Di Federica Nardi. “Il secondo sesso ora grida #Basta “(Simone de Beauvoir). Sgomento, indignazione, rabbia: prima per non essere credute, poi per essere ignorate e messe a tacere. Qualcuno potrebbe obiettare che si stiano descrivendo sensazioni comuni, normali, banalmente umane. Ebbene, per molte ed innumerevoli donne non è così. Perché quando sgomento, indignazione, rabbia sono costanti anche l’aria comincia a mancare e con essa tutto ciò che riguarda il proprio benessere e la giustizia. Di conseguenza, si inizia a pensare che non ci sia più alcun modo di tornare a respirare e riprendere fiato, seppure per poco, anche solo per un istante. È giunto il momento di dire #Basta.
La revoca della condanna a 23 anni di carcere per l’ormai ex produttore cinematografico Harvey Weinstein, accusato di stupro e molestie da più di cento donne, arriva a quattro anni dalla sua imputazione a causa di un pasticcio giudiziario commesso dalla Corte dello Stato di New York e che rischia ora di annullare tutti gli sforzi e le denunce raccolte dal movimento spontaneo del #MeToo. Infatti, fin dai suoi inizi, questo collettivo di donne è riuscito a sfruttare la realtà dei social per raccogliere migliaia di voci che hanno trovato il coraggio di gridare “è capitato anche a me!”. I carnefici, bersagliati e colpiti con effetto domino, erano politici, imprenditori, attori, registi; tutti accomunati da certa credibilità e autorevolezza che li faceva sentire quasi superiori alla stessa legge. Ora, però, il #MeToo rischia di essere schiacciato con la stessa forza con cui riusciva a diffondersi e ad unire migliaia di storie di violenza e sopraffazione che venivano alla luce solo dopo aver sconfitto l’incredulità e la derisione.
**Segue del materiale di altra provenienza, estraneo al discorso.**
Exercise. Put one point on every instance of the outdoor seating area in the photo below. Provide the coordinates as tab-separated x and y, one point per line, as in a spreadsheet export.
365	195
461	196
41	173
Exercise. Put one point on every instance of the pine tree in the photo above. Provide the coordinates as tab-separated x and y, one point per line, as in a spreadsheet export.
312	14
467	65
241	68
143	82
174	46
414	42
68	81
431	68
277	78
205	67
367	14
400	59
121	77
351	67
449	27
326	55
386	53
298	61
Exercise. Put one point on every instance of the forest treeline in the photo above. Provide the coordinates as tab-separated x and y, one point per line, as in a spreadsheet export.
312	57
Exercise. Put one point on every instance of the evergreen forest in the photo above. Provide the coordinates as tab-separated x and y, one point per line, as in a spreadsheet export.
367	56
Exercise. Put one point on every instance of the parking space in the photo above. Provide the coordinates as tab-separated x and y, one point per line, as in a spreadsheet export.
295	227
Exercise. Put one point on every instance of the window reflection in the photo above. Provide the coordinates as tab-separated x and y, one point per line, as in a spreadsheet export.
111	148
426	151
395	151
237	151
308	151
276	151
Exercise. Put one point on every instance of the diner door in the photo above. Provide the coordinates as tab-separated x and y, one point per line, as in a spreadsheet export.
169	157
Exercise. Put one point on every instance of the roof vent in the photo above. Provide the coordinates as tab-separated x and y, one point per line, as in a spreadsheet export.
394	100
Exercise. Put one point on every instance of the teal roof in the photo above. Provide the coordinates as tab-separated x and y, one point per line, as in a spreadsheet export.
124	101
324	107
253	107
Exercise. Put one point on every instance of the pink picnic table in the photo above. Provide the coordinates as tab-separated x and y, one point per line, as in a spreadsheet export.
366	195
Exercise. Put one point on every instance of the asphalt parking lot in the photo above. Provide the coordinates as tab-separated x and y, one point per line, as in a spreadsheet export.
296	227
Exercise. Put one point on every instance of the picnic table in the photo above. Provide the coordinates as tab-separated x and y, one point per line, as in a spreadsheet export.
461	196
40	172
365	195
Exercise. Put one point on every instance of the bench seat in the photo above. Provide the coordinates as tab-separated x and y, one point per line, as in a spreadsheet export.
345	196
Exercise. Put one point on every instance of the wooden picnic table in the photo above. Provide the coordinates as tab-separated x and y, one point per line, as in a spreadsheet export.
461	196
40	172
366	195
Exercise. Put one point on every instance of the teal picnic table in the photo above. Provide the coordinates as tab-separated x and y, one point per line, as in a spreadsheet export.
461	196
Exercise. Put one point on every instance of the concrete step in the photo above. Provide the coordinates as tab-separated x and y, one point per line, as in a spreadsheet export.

La morale della storia, alla fin fine, è che ad uscirne impunito è ancora una volta un uomo – di potere ed affermato – che si è sentito in diritto di imporsi sulla volontà di diverse donne violando senza scrupoli la loro dignità. Per chi cerca di minimizzare gli episodi di molestie, fisiche o verbali che siano, diventa naturale e del tutto appropriato scadere nella retorica del ‘raptus’, della ‘bravata’ e del celebre ‘se l’è cercata!’: questo, in realtà, è solo un modo sottile ed infimo di giustificare tali azioni e sviare – o in alcuni casi addirittura mistificare – la natura del problema che è prima di tutto culturale e sistemico. E qui il mondo politico trema: pronunciare le parole “patriarcale” e “maschilista” quando si descrive la società contemporanea sembra sempre un azzardo ma, dopotutto, è l’unica verità ammissibile se si vuole davvero mettere in atto un’educazione al cambiamento. Chiamare le cose con il proprio nome è il primo passo necessario da compiere per creare un nuovo linguaggio universale che tenga finalmente conto delle ingiustizie e delle violenze subite da moltissime donne, affinché il pensiero afono non sia più una valida alternativa alla parola.